What sets “The Good Place” apart is a dedicated streak of self-awareness, constantly subverting expectations while deepening its own story mechanics. Even when “The Good Place” indulges in sitcom conventions, the storylines reveal new facets of personality and furthers its intensely serialized story. Its first season churned through plot at an astonishing pace, rarely fading out without deploying a cliffhanger, ending on an earth-shattering twist that demolished the series’ premise. Its second season engages in some winking repetition, rebooting its story and world with an awareness of its own redundancy, hilariously throwing characters back together after mere minutes apart. The third episode in particular proves the fascinating flexibility of the new status quo, opening up new avenues while crafting the funniest and most inventive chapter of the series.
Schur understands network sitcoms better than most, and the series reflects this breadth of knowledge through its construction and humor. Utilizing standard sitcom conventions affords “The Good Place” an episodic and comedic consistency, yet the real strength is its fascination with morality and construction. Moral questions drive every episode of the series as Eleanor strives to better herself, and these same ethical dilemmas fuel common sitcom contrivances. The hidden deceptions, love triangles and situational ironies of the series’ network brethren are given new dimension when an all-powerful being plays puppet master. The human characters return to stasis only to encounter another “plot” next week; do they ever learn? “The Good Place” asks what this return to stasis says about humanity, asking why we desire stability over change, why we so rarely fail to question the flawed systems which govern our lives, and why we so readily believe in our own goodness. This series could only air on a network among its own reference points, masking its philosophical musings with well-constructed jokes and impressive world-building.
Despite this impressively deep philosophy, “The Good Place” remains a fascinatingly serialized and quirkily entertaining series.
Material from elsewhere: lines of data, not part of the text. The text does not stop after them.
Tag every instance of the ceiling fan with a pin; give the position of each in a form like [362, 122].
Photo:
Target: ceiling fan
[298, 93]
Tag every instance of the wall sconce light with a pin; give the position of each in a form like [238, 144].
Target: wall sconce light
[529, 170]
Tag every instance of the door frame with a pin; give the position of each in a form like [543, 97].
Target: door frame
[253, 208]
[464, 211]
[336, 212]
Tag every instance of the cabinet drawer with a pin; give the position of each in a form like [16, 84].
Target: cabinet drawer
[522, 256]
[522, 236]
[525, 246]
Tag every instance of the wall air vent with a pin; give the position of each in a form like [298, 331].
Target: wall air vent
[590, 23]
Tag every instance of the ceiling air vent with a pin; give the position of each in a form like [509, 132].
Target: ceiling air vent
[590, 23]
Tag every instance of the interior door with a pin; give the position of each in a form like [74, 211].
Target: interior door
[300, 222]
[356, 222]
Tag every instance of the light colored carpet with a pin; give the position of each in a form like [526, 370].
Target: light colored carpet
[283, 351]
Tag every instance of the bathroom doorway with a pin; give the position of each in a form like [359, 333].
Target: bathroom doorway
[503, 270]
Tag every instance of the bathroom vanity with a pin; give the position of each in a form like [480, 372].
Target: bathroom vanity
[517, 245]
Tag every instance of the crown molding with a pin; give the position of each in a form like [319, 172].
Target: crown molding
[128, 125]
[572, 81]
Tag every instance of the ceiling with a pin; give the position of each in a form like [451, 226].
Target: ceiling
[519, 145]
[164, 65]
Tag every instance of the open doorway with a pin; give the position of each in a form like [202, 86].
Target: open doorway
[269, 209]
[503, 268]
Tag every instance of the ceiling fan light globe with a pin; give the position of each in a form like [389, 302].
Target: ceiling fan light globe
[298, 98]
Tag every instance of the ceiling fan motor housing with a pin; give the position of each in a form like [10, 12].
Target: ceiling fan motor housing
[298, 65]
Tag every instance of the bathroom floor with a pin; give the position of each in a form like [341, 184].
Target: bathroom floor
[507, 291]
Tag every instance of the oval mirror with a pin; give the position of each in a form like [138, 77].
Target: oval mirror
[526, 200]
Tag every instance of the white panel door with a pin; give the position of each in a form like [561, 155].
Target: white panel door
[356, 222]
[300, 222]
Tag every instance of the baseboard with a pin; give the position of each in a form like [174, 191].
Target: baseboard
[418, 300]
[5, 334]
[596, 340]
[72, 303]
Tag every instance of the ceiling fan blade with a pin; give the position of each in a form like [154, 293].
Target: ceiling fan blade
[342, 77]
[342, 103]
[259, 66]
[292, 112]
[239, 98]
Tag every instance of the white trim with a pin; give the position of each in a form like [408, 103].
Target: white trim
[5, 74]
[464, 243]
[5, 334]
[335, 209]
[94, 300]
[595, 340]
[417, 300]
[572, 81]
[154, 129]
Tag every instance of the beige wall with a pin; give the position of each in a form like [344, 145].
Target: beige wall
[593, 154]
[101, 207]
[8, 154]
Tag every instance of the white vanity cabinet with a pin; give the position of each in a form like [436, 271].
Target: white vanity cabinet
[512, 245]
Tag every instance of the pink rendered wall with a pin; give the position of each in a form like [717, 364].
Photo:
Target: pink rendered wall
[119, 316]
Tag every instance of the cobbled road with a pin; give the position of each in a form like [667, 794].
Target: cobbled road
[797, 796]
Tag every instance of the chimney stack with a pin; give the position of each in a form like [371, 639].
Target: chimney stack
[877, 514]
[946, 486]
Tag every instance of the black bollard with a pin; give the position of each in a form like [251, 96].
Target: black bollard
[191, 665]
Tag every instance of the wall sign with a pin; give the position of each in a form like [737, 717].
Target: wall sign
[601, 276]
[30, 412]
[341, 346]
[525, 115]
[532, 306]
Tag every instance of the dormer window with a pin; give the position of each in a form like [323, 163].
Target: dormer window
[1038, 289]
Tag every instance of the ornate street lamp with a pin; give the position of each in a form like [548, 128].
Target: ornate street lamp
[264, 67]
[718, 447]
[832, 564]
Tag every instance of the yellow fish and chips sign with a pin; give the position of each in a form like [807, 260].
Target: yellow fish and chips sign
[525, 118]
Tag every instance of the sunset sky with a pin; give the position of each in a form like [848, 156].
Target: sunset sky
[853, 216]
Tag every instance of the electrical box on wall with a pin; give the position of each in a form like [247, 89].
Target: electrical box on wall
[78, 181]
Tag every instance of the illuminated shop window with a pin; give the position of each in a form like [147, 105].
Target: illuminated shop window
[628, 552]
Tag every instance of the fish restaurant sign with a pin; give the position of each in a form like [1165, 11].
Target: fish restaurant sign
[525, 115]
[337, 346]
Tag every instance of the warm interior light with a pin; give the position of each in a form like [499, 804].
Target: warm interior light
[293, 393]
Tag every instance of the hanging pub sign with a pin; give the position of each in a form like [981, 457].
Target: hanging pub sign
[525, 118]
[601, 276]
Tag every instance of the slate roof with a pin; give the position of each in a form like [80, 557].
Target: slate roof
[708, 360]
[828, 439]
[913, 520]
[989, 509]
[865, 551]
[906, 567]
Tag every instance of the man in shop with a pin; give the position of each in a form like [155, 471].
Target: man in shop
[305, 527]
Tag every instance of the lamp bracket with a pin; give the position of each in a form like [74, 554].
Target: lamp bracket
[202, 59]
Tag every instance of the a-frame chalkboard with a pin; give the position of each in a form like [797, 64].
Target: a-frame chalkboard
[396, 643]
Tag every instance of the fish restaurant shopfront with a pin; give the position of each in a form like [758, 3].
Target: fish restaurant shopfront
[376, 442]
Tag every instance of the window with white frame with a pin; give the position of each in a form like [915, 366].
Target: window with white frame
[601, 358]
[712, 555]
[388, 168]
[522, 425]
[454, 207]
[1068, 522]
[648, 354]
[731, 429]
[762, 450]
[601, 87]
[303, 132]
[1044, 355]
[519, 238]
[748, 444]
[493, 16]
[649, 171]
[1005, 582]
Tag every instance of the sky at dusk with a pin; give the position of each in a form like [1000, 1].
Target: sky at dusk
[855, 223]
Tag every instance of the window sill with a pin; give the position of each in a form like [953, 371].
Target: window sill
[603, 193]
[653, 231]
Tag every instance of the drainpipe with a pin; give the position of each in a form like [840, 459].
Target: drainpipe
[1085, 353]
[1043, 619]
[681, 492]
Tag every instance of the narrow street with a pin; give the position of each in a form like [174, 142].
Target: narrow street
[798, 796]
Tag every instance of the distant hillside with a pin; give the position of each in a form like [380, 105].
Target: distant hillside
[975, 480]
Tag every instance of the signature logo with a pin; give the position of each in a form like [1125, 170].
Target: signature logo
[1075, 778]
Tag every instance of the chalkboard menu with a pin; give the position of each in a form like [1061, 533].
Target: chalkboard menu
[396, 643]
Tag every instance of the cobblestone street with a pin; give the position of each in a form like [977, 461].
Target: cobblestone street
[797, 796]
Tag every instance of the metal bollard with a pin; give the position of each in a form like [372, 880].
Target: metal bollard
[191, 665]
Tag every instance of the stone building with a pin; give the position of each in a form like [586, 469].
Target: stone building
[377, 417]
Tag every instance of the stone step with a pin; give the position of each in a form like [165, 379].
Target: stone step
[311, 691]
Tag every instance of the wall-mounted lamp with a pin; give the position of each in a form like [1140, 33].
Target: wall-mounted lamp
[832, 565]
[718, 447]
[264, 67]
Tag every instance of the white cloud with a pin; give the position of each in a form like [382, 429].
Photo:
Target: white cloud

Built for the streaming age, the series rewards repeat viewers by hiding clues to its twists in prior episodes, nesting storylines in each other and building toward satisfying revelations. Unlike Schur’s other shows, “The Good Place” has no concrete template to generate story ideas, forcing the writers to draw inspiration from their own vividly detailed world. Perhaps the series’ greatest achievement, with due respect to its incredible ensemble and wonderful direction, is the consistent strength of its writing, building compelling arcs from arcane concepts of morality and throwing well-grounded twists that surprise yet stay consistent with the rules of the world.
Not only is “The Good Place” a comedy that engages in silly wordplay (curses are turned into innocuous phrases like “fork” and “bullshirt”), but it is also an intensely serialized story that challenges viewers to think of the machinations present in their own lives. The second season proves that the ideas will continue flowing, and unless that radically changes, “The Good Place” will remain network television’s most impressive series.